TimeSeriesTransformer Class

Class for timeseries preprocess.

Construct a TimeSeriesTransformer.

Inheritance
azureml.training.tabular.featurization._azureml_transformer.AzureMLTransformer
TimeSeriesTransformer
azureml.training.tabular.featurization._featurization_info_provider.FeaturizationInfoProvider
TimeSeriesTransformer

Constructor

TimeSeriesTransformer(pipeline: Pipeline, pipeline_type: TimeSeriesPipelineType, featurization_config: FeaturizationConfig, time_index_non_holiday_features: List[str], lookback_features_removed: bool, **kwargs: Any)

Parameters

Name Description
pipeline_type
Required
<xref:FeaturizationConfig>

Type of pipeline to construct.
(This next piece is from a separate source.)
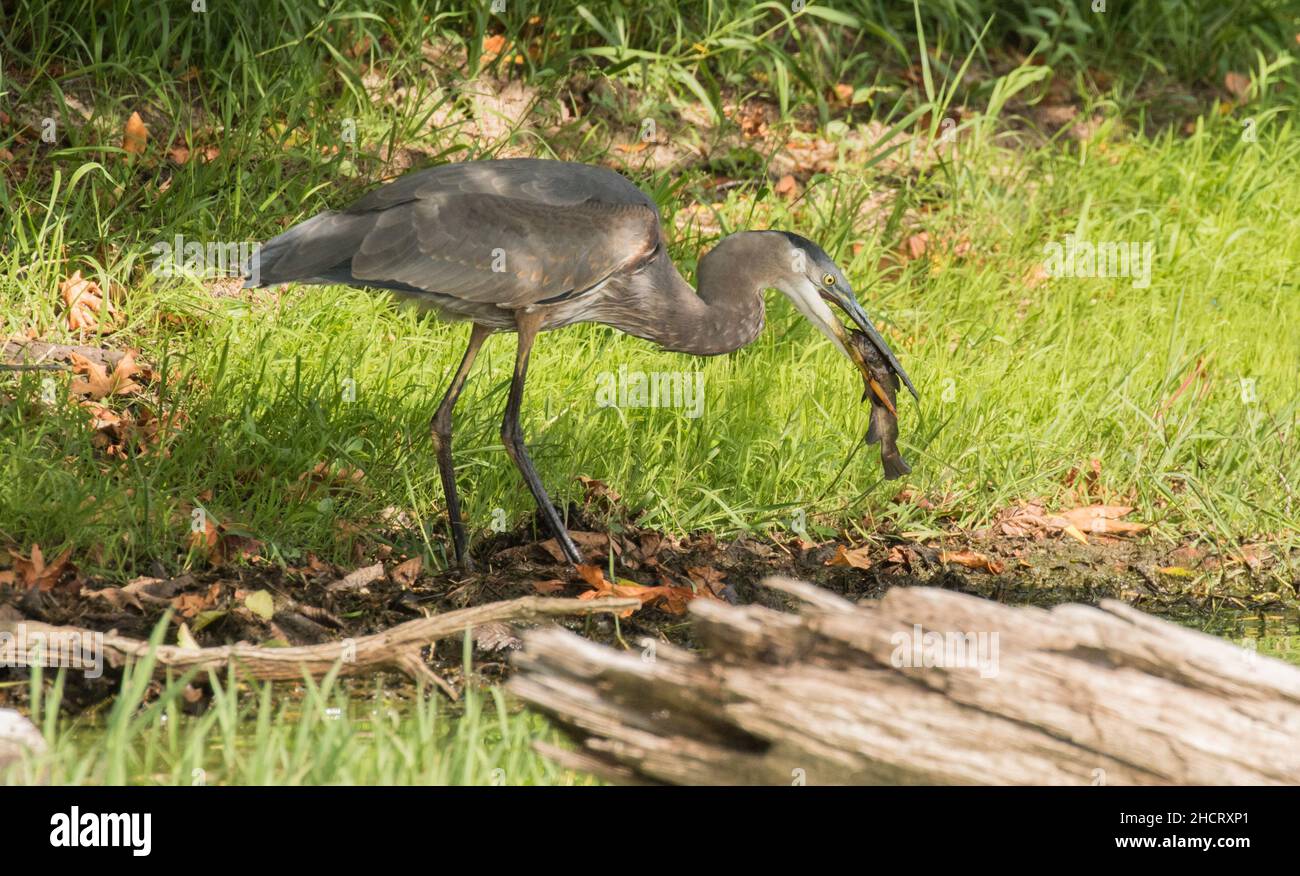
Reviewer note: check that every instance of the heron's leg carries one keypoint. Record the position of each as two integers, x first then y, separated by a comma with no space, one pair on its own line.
441,430
512,437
Either Full or Reduced for CV split featurizing

featurization_config
Required

The featurization config for customization.

kwargs
Required

dictionary contains metadata for TimeSeries. time_column_name: The column containing dates. grain_column_names: The set of columns defining the multiple time series. origin_column_name: latest date from which actual values of all features are assumed to be known with certainty. drop_column_names: The columns which will needs to be removed from the data set. group: the group column name.

pipeline
Required
time_index_non_holiday_features
Required
lookback_features_removed
Required

Methods

add_dummy_order_column

Add the dummy order column to the pandas data frame.

fit

Fit the TimeSeriesTransformer.

fit_transform

Fit and transform data for a training scenario.
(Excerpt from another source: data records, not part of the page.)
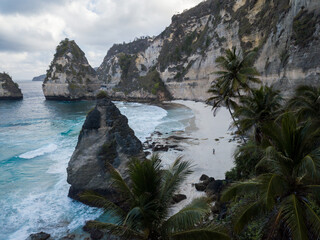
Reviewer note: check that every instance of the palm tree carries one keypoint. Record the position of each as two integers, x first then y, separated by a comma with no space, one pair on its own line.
289,186
236,74
306,102
259,107
149,199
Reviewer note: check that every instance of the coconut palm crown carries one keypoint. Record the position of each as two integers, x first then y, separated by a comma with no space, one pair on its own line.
235,75
261,106
149,200
290,184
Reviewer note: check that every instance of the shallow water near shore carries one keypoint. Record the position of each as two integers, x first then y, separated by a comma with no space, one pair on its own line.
37,139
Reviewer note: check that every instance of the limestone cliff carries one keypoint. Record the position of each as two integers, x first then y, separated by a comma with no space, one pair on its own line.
70,76
105,138
39,78
285,34
9,90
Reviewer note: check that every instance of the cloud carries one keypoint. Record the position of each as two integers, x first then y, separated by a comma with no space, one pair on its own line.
37,27
27,6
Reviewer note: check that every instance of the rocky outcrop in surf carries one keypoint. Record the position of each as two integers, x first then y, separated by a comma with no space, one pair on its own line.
9,90
105,138
70,76
181,60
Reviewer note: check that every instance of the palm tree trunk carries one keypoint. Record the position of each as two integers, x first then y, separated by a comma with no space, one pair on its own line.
237,125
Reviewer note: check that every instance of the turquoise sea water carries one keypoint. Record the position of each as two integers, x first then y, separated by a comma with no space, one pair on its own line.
37,139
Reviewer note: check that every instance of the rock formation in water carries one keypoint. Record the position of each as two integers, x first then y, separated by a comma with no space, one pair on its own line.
39,78
70,76
105,138
180,62
9,90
Please note that there is no row data contract for the output DataFrame. That is, the output may have a different number and ordering of rows than the input.

The steps here are:

  1. Fit the transformer: create the internal transform pipeline
  2. Common transform validation and preparation
  3. Fill datetime gaps and impute missing target values
  4. Call the internal pipeline's fit_transform method
  5. Common finalization
  6. Save the order of columns in the transformed data
get_auto_lag

Return the heuristically inferred lag.

If lags were not defined as auto, return None. ClientException is raised if fit was not called. :return: Heuristically defined target lag or None. :raises: ClientException

get_auto_max_horizon

Return auto max horizon.

If max_horizon was not defined as auto, return None. :return: Heuristically defined max_horizon or None. :raises: ClientException

get_auto_window_size

Return the auto rolling window size.

If rolling window was not defined as auto, return None. ClientException is raised if fit was not called. :return: Heuristically defined rolling window size or None. :raises: ClientException

get_col_internal_type

Get the internal type of a featured column. If it is a reserved column, return the column name. If it is a lag/rolling window column, return corresponding types defined in the transformer class. If it is a user input column, return other.
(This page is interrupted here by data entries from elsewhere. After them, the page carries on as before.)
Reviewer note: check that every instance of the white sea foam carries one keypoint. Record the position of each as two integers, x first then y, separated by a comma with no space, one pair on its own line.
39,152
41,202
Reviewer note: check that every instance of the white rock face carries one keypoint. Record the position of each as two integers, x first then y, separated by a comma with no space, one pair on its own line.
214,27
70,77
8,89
get_engineered_feature_names

Get the transformed column names.

get_featurization_summary

Return the featurization summary for all the input features seen by TimeSeriesTransformer. :param kwargs:

See below

get_json_strs_for_engineered_feature_names

Return JSON string list for engineered feature names.

get_params
get_target_lags

Return target lags if any.

get_target_rolling_window_size

Return the size of rolling window.

remove_rows_with_imputed_target
select_latest_origin_dates

Select rows from X with latest origin times within time-grain groups.

Logic: Group X by time, grain -> Find latest origin in each group -> Return row containing latest origin for each group. :param time_column_name: The time column name from data frame. :param time_series_id_column_names: The time series ID column names. :param origin_column_name: Origin time column name. :return: The data frame, containing only latest origins.

transform

Transform data for a scoring scenario.

This transform has two different behaviors depending on whether y input is given -

If y is not None, the output will contain the target quantity in the self.target_column_name column; this ensures that consumers of the transform can retrieve the target aligned to the transformed data. The transform will also fill time index gaps and impute missing target values when y is given. This behavior is usually best for in-sample scoring scenarios.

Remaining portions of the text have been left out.